Factory social audits -- a check on social responsibility, such as labor conditions -- are often announced in advance, allowing managers to deceive auditors, Jurewicz said. Though not every factory owner or manager is unscrupulous, some don’t hesitate to lie or withhold information. Workers are coached to say the right thing about their wages and working conditions.

“People are open to data manipulation or blatant lying, and it’s not in their best interest to tell you the truth,” Soulsby said. “They tell you what you want them to hear, rather than what’s the reality on the ground ... Auditing is simply not getting to the truth.”

But in practice, the audits -- typically conducted by independent, third-party auditors -- are usually “too short, too superficial and too sloppy” to identify potentially problematic violations, according to a recent report from the Clean Clothes Campaign. Workers are scared for their own jobs, so they don’t speak up and blow the whistle. Generally, they’re not given a chance to file a complaint.

“If you’re a Bangladeshi female and you have a Western man in front of you with a translator, and your supervisor is probably nearby watching, you’re not going to say what you really think,” explained Soulsby. Even then, there’s often no one listening.

At Rana Plaza, worker complaints about large cracks drew attention from the local news stations, but a manager still told them to go inside, according to a report in The Washington Post.

Then there’s the issue of the auditors themselves. In this world of underground manufacturing, not every auditor is acting in the best interest of the workers, and may accept bribes to lie about the true conditions inside a factory, according to Soulsby. Retailers are very much aware of the problem, and some auditors with bad reputations are often not taken seriously, she said.

“There are a lot of good auditors, and there is a lot of good information that comes from it, but they’re not talking enough to the workers,” said Soulsby. Instead, the task ends up being thrust to nonprofit groups and workers’ rights organizations, who act as watchdogs for the industry.

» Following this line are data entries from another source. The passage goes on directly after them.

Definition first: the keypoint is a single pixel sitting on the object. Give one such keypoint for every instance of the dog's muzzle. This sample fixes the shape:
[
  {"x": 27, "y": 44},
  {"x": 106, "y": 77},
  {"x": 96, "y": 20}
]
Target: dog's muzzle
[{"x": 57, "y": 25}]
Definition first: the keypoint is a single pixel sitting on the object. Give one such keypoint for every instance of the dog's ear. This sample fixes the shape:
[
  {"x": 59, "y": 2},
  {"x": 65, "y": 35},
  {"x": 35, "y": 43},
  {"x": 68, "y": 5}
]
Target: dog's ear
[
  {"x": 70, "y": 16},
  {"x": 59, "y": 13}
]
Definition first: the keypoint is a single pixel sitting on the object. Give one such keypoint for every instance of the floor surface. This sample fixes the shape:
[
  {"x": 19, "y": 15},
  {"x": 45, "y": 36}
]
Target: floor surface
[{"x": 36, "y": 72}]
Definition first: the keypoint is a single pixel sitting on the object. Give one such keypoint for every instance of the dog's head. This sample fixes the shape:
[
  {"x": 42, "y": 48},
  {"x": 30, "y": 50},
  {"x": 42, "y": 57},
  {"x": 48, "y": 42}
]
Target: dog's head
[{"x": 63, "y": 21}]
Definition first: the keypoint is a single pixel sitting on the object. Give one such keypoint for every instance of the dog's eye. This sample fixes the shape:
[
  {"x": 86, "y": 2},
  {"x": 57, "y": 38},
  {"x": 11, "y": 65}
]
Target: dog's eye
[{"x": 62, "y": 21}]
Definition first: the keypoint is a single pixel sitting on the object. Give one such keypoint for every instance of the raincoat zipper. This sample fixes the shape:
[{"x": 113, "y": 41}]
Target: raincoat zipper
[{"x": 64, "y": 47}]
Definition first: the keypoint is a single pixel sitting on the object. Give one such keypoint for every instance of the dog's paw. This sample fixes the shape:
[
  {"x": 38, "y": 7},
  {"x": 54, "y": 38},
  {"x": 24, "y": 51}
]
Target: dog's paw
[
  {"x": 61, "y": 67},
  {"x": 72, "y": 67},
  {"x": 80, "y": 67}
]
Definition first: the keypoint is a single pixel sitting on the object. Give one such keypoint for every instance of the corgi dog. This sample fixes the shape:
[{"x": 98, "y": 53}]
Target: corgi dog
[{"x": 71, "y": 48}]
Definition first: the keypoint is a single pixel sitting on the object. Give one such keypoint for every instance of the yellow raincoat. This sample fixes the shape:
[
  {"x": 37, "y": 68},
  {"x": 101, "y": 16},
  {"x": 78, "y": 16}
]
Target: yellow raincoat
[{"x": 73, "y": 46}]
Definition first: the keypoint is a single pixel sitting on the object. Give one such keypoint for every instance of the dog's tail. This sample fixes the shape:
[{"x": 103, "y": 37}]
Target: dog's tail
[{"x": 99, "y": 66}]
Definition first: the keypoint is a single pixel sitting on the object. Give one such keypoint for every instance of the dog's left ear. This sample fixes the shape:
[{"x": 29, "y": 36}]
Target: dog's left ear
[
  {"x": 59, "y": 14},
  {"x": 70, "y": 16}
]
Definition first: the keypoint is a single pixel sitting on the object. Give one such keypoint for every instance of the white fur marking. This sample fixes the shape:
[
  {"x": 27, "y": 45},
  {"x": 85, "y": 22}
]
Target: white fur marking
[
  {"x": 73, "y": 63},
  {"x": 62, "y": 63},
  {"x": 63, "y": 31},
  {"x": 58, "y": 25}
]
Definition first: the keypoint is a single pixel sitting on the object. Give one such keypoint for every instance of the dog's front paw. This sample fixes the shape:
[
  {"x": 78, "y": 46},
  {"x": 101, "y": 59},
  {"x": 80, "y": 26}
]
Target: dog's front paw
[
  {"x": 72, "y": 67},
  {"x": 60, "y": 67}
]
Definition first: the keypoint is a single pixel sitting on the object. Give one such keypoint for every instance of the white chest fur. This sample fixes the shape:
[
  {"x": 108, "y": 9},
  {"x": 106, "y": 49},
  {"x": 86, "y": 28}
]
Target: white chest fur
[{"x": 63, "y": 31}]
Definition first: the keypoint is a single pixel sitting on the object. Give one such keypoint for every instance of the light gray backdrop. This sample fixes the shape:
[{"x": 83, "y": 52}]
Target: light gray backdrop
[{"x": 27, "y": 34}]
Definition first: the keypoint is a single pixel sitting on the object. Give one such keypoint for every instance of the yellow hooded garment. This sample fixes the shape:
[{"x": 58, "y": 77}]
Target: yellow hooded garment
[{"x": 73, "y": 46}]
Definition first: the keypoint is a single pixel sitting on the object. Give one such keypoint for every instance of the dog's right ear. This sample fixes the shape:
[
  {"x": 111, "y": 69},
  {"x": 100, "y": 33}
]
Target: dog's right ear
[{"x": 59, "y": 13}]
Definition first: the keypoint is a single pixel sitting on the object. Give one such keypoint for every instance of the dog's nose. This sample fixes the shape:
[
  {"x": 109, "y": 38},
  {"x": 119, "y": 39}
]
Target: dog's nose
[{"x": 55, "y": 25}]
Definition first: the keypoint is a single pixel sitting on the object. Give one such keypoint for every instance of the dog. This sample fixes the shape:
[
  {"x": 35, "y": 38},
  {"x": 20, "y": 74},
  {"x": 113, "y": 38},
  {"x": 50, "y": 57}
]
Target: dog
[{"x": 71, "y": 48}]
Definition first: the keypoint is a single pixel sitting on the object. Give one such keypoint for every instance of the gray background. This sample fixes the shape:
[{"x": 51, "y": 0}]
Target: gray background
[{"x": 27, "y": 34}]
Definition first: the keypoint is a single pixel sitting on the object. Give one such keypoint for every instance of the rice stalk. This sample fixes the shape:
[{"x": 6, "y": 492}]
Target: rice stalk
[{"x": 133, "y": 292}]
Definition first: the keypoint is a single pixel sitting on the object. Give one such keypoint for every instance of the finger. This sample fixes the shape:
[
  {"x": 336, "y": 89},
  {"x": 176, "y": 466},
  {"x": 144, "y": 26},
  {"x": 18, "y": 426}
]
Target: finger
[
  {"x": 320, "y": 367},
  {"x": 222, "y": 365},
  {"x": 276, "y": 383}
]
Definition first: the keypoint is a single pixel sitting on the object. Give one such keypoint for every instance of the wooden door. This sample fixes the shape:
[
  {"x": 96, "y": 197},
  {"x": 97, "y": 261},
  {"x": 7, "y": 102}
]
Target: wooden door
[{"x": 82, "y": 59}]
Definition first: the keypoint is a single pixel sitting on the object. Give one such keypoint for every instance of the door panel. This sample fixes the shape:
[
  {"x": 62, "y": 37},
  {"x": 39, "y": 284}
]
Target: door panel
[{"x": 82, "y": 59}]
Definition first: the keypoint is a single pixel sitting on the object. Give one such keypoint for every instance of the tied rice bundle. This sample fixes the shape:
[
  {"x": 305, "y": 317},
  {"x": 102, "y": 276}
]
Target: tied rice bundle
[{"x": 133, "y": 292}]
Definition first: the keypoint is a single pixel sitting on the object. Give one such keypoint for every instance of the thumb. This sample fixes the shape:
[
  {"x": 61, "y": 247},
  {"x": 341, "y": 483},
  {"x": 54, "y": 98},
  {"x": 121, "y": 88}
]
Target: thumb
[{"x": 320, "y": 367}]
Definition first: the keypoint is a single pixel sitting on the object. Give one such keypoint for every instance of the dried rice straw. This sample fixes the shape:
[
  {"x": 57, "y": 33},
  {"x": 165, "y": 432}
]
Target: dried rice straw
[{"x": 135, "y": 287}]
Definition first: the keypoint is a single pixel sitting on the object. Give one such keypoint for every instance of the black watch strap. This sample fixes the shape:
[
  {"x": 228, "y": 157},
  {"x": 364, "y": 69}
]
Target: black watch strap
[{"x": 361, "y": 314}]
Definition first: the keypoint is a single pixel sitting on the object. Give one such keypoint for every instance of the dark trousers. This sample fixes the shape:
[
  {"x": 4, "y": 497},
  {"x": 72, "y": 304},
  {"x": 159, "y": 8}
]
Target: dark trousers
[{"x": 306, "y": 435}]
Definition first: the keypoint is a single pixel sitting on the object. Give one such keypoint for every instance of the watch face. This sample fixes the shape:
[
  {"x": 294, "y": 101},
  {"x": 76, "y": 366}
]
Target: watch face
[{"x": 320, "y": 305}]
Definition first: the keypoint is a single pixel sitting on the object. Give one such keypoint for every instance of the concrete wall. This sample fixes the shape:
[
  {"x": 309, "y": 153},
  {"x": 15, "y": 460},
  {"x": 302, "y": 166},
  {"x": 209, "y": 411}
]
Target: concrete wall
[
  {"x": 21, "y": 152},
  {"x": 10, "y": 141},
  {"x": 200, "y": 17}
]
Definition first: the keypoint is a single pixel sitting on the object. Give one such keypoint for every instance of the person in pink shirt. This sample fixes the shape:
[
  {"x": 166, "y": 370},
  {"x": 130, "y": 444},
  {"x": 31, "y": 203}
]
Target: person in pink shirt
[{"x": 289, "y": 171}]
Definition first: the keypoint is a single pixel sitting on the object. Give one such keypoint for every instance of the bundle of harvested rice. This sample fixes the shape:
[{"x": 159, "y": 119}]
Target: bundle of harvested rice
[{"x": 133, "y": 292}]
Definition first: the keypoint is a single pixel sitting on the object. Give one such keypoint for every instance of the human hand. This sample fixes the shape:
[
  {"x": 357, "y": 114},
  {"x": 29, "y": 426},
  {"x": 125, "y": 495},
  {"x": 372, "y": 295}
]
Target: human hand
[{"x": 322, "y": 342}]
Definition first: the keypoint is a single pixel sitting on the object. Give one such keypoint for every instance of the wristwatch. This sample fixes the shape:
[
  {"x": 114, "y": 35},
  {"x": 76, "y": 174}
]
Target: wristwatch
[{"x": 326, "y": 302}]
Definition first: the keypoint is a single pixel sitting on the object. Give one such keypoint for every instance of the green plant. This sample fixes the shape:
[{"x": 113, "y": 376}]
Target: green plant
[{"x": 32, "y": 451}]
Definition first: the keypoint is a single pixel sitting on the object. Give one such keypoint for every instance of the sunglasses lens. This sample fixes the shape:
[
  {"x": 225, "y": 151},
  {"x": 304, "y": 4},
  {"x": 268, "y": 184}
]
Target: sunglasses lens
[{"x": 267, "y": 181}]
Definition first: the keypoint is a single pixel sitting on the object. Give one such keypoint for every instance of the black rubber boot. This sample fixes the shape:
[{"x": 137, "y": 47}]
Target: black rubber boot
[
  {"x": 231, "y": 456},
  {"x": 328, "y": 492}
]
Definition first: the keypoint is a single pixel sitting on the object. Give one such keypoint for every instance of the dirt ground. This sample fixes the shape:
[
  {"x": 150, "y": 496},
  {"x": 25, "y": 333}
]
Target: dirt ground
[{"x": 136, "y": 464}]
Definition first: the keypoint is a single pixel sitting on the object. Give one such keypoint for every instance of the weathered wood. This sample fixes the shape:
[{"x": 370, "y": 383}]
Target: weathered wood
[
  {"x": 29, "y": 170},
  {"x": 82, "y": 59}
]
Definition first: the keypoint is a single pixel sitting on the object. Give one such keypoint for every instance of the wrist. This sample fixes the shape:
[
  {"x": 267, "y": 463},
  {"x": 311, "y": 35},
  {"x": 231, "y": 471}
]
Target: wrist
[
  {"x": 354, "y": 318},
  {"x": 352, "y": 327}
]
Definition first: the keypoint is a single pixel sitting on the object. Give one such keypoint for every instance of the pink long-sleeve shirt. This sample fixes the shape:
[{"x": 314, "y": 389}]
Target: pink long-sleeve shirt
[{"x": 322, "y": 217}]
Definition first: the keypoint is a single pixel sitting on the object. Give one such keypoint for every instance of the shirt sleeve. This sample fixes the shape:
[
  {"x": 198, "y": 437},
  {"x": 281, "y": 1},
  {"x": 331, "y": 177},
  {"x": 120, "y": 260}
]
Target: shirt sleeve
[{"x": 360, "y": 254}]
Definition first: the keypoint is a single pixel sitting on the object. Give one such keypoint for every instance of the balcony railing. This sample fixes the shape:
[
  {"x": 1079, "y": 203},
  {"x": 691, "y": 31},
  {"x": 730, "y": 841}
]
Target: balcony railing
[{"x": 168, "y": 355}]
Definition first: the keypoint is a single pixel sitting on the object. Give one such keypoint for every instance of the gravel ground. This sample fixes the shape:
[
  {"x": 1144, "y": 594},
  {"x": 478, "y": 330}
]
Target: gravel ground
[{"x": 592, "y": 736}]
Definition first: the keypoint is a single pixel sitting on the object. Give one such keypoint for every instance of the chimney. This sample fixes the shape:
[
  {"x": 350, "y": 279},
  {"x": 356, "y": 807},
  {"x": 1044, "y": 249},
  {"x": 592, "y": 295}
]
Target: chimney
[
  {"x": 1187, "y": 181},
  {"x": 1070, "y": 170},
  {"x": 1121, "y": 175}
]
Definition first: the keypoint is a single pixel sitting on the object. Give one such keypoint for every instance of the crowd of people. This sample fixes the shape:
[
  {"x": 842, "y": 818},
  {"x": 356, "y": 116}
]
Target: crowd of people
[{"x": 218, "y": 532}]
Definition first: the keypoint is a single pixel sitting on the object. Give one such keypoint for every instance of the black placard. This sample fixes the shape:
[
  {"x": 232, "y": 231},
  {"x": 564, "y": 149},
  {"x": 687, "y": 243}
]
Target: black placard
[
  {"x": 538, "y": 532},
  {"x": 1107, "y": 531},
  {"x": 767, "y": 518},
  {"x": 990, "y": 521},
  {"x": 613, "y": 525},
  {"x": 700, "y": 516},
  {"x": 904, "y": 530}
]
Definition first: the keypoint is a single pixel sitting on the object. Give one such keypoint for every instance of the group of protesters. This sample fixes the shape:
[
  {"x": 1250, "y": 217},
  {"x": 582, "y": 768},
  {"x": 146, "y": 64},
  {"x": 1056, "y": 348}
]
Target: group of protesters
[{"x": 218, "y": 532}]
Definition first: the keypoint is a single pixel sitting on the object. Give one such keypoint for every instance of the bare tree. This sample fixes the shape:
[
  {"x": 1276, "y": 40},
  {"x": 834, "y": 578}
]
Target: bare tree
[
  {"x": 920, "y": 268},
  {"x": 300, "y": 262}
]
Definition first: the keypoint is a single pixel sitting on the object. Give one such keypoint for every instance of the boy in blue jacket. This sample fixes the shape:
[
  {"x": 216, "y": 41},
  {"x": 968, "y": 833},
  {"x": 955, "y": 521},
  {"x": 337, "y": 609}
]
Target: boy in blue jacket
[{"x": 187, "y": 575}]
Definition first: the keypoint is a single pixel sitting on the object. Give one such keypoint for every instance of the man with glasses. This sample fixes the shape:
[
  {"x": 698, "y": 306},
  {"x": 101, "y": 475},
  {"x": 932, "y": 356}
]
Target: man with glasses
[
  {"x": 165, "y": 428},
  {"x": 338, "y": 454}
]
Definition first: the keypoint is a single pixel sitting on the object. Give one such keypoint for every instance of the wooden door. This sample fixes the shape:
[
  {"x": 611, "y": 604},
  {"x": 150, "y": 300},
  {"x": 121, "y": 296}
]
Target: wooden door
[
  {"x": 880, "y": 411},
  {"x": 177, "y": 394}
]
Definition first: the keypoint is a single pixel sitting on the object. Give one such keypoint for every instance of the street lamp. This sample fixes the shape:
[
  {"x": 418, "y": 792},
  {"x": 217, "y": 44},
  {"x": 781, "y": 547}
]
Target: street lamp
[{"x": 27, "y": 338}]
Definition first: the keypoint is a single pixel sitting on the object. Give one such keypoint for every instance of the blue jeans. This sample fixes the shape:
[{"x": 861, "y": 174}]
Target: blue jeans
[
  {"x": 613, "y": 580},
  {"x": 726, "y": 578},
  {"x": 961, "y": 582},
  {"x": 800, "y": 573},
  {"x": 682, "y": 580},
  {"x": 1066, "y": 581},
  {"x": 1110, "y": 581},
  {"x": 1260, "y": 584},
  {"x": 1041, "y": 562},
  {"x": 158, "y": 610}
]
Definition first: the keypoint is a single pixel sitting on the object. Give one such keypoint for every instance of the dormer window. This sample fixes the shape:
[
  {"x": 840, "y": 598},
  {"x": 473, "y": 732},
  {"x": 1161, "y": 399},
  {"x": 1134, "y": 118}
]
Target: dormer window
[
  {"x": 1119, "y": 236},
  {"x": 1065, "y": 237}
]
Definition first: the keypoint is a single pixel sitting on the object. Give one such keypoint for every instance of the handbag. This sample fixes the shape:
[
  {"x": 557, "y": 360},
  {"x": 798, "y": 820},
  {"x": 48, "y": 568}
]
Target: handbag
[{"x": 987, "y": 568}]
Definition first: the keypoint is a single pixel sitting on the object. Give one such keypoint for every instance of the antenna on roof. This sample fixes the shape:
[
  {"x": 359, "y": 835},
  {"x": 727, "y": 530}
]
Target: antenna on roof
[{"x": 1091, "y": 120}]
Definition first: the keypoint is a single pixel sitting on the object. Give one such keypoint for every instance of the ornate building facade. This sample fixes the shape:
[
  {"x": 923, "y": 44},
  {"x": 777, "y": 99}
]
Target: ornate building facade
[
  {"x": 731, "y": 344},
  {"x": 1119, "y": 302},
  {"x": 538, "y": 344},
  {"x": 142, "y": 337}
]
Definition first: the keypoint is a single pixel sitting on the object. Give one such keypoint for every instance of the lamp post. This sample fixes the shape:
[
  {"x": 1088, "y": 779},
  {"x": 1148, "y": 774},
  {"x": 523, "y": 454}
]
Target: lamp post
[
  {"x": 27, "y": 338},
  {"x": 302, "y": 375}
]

In the case of the recent tragedy at Rana Plaza, the issue was the building, which was built illegally and without the correct building permits.

“I can maybe understand a little bit more with the structural integrity of a building. It’s not that often that you have factories collapsing,” said Jurewicz, who stressed that it’s no excuse for what happened. “If there’s cracks and you have employees reporting that it doesn’t feel safe, that should come up at least in the interviews with people.”

The investor community has encouraged codes of conduct that retailers, suppliers and manufacturers are supposed to follow, she said. It’s in a retailer’s financial interest to know the labor conditions inside their factories and the exact source of all their materials because their valuable brands are at risk.

“A lot of brands are scared, they want to know who is making their stuff legally, because their label’s on that product,” Jurewicz said. “I think that most retailers do require that they know all the facilities that are touching their products.”

But right now, retailers may not know exactly what’s going on in those facilities. They’re hidden away from much of the world, and it costs money to find out what’s really happening on the inside. IKEA chief sustainability officer Steve Howard asked if companies should go so far as to start putting webcams in factories.

“There’s a cost to maintaining transparency, not least as it’s got to be accurate and have up to date information behind it,” said Howard, according to a supply chain report from Accenture. “This is doable, but you’ve got to recognize this.”

But Scott Nova, the executive director of the Worker Rights Consortium, pushed back against this argument.

“The reality is it’s not that difficult,” said Nova. Somehow, brands are able to control the quality of the products manufactured in their factories, and yet, they aren’t able to monitor the workers. If apparel retailers don’t know where the materials for their products are being sourced from, he said, it’s because they chose not to care.

As Nova said, “It’s a matter of priorities."